La magie des rencontres réelles
Au fil des entretiens avec ces « Rose » d’aujourd’hui, la romancière a vu surgir des points communs inattendus : l’exil, un rapport viscéral au paysage, et des échos troublants avec ses propres personnages de fiction. « C’est la magie de l’écriture qui noue les choses comme si c’était naturel, s’étonne-t-elle encore. Par le prisme de toutes ces variations autour du mot rose, qui correspondent aussi à leur histoire, une histoire d’exil, de voyage en tout cas, de déplacement. Et cela m’a enchantée de savoir que Rose, ça marche dans plein de langues. » De toutes ces rencontres est née « Rose-Rose », une figure de fiction qui endosse les histoires vraies de ces femmes rencontrées dans la région. « Ce grand échalas », comme elle aime à la décrire, devient une sorte de conteuse moderne, une Shéhérazade venue de la rue, qui raconte des histoires pour rester la nuit dans l’hôpital où elle a échoué, après avoir été tabassée.
Jardins secrets et paysages intérieurs
L’ouvrage est par ailleurs imprégné d’une atmosphère végétale permanente. Du jardin d’une maison niçoise avec son avocatier, à celui, mythique, du jardin botanique Hanbury, Cap Mortola, entre Menton et Vintimille (dix-huit hectares de beauté tombant en cascade dans la mer, créés par de riches Anglais). Qui devient sous la plume de Desbiolles un symbole de voyage immobile : « Le paysage n’est pas qu’un décor, insiste-t-elle. Les personnages portent quelque chose du paysage en eux. Il y a les paysages que j’aime de l’arrière-pays, qui sont âpres, mais aussi tout ce mélange que représentent les jardins, tout ce cosmopolitisme qui m’a fait rêver sur la côte d’Azur. Il me permet d’y vivre. »

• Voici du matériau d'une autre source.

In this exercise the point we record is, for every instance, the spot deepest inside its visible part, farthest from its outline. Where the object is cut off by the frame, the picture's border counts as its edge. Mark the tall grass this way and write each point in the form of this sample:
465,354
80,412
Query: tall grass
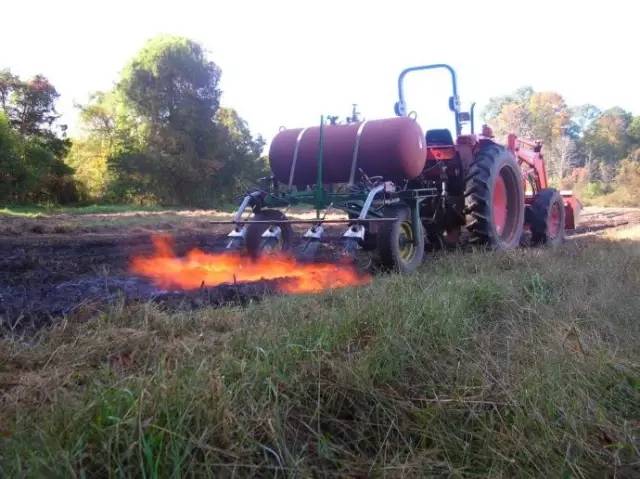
519,364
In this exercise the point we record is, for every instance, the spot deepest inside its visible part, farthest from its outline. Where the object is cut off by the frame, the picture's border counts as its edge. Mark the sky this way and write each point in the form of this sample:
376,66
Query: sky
284,63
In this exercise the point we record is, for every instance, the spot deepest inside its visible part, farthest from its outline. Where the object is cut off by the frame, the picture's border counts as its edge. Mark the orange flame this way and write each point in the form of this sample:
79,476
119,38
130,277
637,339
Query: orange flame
198,268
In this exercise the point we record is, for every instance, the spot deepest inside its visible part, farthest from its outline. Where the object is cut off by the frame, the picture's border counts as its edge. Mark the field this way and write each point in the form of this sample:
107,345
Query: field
517,364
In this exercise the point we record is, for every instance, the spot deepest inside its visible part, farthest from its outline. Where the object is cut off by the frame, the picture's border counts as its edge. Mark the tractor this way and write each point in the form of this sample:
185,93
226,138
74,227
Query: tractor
403,192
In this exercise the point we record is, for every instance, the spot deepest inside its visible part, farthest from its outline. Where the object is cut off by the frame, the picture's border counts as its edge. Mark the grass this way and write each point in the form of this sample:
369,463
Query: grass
35,211
519,364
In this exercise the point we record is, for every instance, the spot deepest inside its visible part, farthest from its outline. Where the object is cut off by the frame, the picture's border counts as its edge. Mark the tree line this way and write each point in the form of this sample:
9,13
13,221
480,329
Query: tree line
160,136
585,147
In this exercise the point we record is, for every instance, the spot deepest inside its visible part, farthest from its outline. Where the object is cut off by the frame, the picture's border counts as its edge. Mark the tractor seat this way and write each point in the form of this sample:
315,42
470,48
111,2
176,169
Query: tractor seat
439,137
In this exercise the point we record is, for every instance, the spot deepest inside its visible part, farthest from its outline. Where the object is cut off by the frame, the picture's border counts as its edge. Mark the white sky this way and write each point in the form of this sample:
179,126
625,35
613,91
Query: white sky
287,62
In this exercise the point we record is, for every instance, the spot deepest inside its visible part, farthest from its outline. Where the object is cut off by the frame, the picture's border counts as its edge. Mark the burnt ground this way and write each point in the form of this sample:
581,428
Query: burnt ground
63,265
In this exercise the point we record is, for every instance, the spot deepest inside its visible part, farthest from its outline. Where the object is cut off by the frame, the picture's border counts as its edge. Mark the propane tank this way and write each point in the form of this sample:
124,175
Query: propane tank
393,148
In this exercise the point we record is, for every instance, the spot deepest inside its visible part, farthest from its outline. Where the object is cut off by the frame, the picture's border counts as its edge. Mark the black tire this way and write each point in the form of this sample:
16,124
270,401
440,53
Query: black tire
487,223
547,218
397,249
254,241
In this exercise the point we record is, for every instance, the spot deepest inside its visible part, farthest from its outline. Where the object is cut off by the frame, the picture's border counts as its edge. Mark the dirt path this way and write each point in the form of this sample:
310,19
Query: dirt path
47,271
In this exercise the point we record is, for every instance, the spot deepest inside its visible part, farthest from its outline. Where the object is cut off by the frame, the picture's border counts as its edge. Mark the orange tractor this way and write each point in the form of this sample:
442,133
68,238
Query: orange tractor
404,191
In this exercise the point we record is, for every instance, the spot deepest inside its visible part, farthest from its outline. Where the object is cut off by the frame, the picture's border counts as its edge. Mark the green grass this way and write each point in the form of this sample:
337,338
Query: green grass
34,211
520,364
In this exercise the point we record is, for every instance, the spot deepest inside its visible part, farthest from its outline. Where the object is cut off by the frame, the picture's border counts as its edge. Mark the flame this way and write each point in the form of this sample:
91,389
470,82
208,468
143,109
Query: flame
198,268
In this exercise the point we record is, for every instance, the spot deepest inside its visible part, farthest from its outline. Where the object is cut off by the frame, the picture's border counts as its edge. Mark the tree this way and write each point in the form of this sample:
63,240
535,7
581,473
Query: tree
607,137
31,150
160,134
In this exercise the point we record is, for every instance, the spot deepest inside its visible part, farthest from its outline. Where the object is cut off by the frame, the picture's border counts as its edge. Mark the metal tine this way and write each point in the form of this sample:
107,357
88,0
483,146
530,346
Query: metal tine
313,237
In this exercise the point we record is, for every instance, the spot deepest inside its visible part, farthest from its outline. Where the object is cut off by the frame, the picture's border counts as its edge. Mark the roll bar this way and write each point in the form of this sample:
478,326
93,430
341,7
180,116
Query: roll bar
454,99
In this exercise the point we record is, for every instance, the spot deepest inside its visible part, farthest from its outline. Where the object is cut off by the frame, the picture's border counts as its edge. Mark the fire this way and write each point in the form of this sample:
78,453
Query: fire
198,268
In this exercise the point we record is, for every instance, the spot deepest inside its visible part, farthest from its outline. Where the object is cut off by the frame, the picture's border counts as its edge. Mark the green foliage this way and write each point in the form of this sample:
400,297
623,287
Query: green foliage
31,152
579,137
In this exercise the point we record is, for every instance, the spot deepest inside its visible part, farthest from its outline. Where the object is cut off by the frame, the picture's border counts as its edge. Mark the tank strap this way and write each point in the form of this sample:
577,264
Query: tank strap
295,156
356,148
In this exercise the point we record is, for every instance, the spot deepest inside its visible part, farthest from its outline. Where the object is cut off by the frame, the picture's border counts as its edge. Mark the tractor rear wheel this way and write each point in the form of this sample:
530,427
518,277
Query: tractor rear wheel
257,245
546,215
494,197
398,247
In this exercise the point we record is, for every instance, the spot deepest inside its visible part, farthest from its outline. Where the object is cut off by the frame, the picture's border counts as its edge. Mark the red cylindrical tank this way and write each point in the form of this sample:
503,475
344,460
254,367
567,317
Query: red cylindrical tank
393,148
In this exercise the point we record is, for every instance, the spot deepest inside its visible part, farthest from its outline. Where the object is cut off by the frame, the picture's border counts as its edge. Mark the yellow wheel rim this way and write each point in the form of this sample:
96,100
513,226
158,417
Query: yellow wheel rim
406,242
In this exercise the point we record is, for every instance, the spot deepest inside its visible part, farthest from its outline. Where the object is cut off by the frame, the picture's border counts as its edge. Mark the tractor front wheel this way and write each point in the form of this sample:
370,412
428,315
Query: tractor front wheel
399,248
546,215
494,198
281,240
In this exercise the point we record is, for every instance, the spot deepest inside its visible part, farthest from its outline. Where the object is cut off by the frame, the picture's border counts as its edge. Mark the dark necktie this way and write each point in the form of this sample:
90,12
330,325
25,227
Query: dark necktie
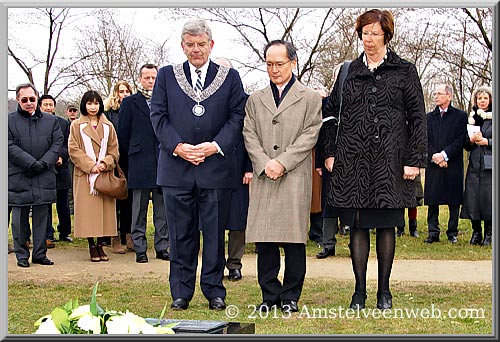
198,87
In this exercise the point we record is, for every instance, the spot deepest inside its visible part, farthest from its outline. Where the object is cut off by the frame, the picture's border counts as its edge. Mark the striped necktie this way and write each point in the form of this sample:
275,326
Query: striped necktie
198,87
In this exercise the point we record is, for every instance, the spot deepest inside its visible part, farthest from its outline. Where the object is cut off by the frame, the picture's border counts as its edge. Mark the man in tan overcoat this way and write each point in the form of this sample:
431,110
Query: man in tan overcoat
280,129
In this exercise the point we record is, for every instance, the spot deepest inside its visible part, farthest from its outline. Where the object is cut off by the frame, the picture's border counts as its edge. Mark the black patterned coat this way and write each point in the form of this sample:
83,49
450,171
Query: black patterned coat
382,128
478,193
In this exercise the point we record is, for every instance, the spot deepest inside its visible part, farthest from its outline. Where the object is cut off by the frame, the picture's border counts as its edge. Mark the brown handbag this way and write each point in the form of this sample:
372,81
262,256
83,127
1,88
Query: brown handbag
112,183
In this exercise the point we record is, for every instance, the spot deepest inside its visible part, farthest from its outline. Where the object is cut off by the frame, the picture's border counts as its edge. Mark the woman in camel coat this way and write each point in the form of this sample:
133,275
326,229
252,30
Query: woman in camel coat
95,214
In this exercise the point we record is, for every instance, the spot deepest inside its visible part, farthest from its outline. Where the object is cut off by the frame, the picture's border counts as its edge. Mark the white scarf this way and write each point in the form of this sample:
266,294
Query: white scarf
89,150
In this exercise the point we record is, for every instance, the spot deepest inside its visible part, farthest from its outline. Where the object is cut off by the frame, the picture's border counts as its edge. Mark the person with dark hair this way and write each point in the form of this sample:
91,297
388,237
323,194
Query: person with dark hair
112,104
34,145
477,205
93,148
63,179
280,129
140,145
375,142
197,112
444,177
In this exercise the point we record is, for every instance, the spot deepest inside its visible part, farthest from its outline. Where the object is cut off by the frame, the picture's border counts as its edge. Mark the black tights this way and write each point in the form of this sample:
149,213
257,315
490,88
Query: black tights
360,249
92,242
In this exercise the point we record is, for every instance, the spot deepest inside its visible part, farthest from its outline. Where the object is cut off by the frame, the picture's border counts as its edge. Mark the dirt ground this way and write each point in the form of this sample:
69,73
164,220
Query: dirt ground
73,264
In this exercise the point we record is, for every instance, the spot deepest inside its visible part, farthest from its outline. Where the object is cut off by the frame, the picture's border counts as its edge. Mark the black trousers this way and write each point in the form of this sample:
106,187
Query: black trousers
433,220
182,208
268,266
21,234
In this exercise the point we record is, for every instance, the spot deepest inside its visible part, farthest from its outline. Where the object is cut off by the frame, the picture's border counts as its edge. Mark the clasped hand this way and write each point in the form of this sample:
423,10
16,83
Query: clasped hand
274,169
195,154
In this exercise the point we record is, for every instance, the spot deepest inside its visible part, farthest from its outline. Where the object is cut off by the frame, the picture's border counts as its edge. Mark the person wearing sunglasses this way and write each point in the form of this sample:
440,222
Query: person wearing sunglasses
35,141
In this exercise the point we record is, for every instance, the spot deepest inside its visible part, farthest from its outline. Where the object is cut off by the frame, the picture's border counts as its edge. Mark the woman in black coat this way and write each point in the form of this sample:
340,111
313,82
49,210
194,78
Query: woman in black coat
123,207
377,151
478,185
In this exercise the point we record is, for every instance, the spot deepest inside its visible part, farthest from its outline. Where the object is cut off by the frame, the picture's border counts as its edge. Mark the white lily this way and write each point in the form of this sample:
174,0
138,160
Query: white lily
88,322
47,327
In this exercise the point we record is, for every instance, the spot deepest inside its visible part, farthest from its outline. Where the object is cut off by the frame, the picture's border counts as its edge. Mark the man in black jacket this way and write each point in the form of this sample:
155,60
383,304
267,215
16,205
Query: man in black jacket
63,178
35,141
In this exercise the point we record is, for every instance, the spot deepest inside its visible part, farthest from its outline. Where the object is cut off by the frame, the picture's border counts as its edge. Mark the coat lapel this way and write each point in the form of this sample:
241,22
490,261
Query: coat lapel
141,103
90,131
295,94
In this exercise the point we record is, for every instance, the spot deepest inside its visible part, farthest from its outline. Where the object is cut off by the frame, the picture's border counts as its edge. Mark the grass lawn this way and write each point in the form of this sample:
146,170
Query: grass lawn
322,310
323,301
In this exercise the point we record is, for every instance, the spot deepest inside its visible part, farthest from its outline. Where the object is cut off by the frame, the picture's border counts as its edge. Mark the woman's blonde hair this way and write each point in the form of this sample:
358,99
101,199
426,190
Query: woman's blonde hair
113,100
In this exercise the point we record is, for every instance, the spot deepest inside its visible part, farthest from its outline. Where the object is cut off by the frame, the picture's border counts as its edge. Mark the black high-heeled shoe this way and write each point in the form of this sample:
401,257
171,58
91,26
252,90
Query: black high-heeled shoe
358,300
102,255
384,300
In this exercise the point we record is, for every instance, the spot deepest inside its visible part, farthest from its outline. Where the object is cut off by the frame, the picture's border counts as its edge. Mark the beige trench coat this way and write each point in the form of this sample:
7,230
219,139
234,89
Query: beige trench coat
279,210
95,216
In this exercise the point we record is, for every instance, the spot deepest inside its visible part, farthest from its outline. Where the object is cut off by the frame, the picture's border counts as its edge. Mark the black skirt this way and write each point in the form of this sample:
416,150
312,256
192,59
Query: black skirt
370,218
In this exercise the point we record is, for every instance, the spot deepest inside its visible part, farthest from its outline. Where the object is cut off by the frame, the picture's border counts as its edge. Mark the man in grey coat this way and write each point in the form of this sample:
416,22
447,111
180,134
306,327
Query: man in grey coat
35,140
280,129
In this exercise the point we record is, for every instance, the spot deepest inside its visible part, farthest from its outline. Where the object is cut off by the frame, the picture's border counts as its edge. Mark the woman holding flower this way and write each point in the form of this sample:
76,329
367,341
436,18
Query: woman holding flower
478,185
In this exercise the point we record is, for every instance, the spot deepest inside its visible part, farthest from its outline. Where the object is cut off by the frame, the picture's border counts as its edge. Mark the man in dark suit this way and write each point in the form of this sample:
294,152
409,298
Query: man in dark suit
137,139
444,177
63,179
35,142
197,112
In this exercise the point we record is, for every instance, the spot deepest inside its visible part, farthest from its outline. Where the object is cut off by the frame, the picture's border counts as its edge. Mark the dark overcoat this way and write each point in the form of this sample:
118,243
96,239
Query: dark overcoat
382,129
174,123
447,133
478,193
32,138
138,141
63,176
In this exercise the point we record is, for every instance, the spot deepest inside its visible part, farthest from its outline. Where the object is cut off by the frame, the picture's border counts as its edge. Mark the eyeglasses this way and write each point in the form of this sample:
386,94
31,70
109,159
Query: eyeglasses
371,34
278,65
26,99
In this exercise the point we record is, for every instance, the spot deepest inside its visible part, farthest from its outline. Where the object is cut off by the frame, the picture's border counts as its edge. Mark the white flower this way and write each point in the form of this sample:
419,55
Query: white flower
88,322
47,327
79,312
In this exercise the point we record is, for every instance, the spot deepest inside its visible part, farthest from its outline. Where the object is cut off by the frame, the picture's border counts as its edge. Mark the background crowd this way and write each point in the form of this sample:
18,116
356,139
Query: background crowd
211,158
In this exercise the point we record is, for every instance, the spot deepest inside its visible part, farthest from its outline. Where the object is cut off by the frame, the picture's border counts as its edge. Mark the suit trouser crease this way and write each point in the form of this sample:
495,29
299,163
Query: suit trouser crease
235,249
268,265
184,207
140,205
433,220
20,231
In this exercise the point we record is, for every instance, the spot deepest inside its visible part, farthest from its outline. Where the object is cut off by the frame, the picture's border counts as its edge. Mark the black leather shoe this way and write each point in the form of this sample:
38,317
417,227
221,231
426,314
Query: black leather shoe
289,306
358,300
234,275
400,232
414,233
65,239
23,263
384,300
42,261
431,239
266,306
326,252
180,304
216,303
163,255
141,258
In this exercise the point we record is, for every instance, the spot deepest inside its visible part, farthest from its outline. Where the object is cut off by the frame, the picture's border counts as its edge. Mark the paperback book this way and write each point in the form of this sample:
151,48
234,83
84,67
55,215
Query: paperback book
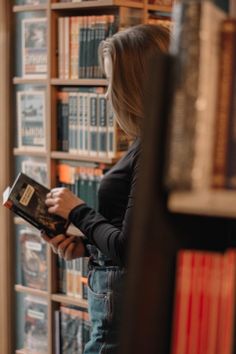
26,198
33,259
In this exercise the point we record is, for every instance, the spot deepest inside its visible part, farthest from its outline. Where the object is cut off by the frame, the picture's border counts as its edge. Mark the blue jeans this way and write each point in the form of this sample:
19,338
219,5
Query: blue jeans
105,298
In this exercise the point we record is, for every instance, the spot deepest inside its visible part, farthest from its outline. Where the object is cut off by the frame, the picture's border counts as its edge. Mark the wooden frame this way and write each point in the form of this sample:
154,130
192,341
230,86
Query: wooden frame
53,10
6,344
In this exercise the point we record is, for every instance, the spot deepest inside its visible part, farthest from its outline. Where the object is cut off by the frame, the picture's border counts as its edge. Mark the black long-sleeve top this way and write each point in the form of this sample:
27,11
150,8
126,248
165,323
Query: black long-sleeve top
109,228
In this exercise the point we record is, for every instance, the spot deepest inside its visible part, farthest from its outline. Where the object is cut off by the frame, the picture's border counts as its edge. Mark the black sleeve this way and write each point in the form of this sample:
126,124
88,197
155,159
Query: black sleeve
109,239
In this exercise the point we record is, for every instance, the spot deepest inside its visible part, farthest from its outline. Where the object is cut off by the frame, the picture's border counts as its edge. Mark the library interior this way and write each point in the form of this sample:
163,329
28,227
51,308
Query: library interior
117,195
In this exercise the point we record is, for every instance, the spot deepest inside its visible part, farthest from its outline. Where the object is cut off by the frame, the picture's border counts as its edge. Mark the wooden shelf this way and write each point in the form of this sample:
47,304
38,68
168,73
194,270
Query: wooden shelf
96,4
79,82
29,152
24,8
221,203
20,351
160,8
25,81
75,157
69,300
24,289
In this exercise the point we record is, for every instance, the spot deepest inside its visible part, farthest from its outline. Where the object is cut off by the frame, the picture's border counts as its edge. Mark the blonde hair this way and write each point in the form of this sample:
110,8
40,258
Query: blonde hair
130,52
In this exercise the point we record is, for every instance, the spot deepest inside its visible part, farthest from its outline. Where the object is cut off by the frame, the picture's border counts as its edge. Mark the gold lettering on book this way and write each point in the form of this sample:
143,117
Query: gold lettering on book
25,199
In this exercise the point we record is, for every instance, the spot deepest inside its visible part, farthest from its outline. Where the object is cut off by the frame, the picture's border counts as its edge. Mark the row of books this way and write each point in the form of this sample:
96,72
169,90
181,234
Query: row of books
86,123
204,311
82,180
72,330
72,327
78,41
73,277
201,137
33,273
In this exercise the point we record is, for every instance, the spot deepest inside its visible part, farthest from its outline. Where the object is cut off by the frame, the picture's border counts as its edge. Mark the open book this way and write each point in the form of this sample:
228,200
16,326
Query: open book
26,198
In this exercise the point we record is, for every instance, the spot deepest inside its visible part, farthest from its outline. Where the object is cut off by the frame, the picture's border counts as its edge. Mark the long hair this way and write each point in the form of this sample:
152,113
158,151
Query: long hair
130,52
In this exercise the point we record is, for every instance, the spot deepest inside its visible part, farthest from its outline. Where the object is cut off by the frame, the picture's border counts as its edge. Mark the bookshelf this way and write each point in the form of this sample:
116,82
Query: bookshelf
171,220
126,13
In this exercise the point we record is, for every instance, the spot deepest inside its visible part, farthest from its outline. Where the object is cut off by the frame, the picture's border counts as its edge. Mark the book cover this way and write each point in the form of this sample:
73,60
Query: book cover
224,135
33,259
34,47
31,120
26,198
35,325
35,169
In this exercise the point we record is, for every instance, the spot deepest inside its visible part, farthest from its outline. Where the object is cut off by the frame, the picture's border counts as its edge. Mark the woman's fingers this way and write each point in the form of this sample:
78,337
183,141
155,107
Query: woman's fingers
62,247
66,246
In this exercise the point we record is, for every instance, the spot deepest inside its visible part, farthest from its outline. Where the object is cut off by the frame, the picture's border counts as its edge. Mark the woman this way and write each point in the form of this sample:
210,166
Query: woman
124,59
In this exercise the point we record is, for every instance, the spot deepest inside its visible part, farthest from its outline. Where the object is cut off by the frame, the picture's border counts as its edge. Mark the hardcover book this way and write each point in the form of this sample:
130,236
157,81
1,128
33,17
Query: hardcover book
33,259
31,120
35,325
26,198
34,47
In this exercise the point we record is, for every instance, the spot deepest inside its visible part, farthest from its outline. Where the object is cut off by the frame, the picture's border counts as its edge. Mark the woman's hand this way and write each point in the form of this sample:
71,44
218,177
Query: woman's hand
66,246
61,201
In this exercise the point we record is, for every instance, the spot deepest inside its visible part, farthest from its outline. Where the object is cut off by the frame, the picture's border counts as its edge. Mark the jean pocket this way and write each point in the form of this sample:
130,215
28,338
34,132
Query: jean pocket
97,284
100,300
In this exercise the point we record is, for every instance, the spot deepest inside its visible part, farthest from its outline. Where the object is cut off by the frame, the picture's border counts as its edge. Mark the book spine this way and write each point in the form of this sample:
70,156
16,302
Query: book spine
185,47
86,114
211,19
182,298
81,122
93,126
67,47
72,122
102,127
225,89
231,148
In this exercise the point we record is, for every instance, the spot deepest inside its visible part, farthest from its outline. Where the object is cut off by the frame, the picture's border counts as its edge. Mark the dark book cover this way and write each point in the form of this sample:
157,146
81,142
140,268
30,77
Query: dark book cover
33,260
26,198
35,325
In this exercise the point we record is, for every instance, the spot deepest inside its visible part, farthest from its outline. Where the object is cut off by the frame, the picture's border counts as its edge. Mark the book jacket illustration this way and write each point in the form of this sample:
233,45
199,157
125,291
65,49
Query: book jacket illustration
36,325
33,260
34,47
31,119
27,199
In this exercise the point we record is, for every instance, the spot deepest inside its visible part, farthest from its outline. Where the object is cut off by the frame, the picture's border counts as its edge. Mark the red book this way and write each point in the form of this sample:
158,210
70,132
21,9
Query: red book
182,301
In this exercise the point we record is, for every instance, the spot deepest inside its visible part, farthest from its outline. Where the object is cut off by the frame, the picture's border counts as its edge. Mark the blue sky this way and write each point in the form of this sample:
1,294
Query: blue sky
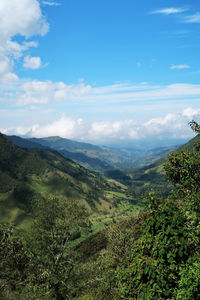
99,71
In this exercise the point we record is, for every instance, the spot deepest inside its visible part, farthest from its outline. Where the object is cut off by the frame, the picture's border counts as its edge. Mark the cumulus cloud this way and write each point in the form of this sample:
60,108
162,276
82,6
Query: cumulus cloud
180,67
169,10
171,126
32,62
18,18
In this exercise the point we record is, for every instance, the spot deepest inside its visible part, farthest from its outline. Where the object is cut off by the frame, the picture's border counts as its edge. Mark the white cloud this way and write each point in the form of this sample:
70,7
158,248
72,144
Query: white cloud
169,10
32,62
180,67
190,113
43,92
192,18
50,3
18,18
173,126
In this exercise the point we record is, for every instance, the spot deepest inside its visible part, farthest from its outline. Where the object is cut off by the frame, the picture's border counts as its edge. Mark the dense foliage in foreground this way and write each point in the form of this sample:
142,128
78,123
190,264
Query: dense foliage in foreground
153,256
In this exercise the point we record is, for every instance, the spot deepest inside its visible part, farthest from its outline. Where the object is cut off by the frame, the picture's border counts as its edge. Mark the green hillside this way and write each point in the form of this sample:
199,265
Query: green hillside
27,175
102,158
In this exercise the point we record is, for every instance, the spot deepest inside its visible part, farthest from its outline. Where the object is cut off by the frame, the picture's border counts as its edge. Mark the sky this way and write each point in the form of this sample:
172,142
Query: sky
100,70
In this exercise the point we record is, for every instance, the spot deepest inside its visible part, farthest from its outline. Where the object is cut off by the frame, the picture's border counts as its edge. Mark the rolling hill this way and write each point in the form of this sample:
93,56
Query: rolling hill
29,174
96,158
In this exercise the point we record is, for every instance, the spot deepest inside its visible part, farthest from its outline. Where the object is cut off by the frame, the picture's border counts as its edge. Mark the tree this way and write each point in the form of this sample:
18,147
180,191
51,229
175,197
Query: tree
57,224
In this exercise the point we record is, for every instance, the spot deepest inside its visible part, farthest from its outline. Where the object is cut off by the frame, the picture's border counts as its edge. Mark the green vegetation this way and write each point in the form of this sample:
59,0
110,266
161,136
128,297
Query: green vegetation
93,241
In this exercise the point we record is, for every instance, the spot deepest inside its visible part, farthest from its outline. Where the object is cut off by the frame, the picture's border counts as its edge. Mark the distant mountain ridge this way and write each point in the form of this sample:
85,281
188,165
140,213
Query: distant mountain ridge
28,174
93,157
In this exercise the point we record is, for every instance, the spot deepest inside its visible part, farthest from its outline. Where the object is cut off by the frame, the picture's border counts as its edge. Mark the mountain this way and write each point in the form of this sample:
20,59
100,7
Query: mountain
152,177
30,174
102,158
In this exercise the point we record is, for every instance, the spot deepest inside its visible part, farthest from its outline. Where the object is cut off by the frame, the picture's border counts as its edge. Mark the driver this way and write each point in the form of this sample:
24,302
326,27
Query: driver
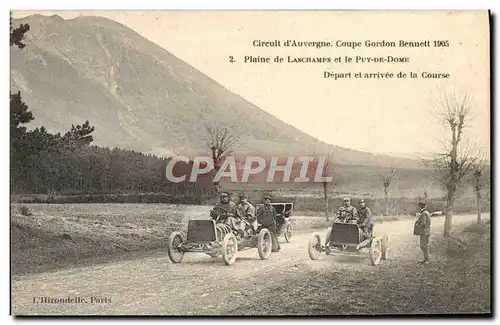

Une écriture tissée de motifs fantastiques
Loin des récits linéaires et policés, Maryline Desbiolles revendique une forme de réalisme chaotique. Inspirée par l’écrivain John Berger, elle se définit comme une « storyteller (raconteuse d’histoires) qui expérimente ». Dans Rose la nuit, elle tisse des motifs fantastiques, comme ce « mantelet de flammes » qui brûle les épaules de son héroïne pour dire une douleur physique bien existante mais souvent disqualifiée par la médecine - ou encore l’apparition récurrente d’un cheval « moreau » (d’un noir foncé et luisant, dont le museau se réhausse dans ce récit d’une tache blanche) transformé ici en créature magique qui surgit pour relier les vivants et les morts.
Ce roman choral, qu’elle compare à une « tapisserie aux mille fleurs », est une œuvre ouverte, organique et vibrante. Un livre qui, selon ses propres mots, pourrait ne jamais finir, tant le sillage des « Rose » qu’elle a croisées continue d’embaumer son imaginaire.
Rose la nuit. Maryline Desbiolles. Sabine Wespieser Editeur. 144 pages. 18 euros.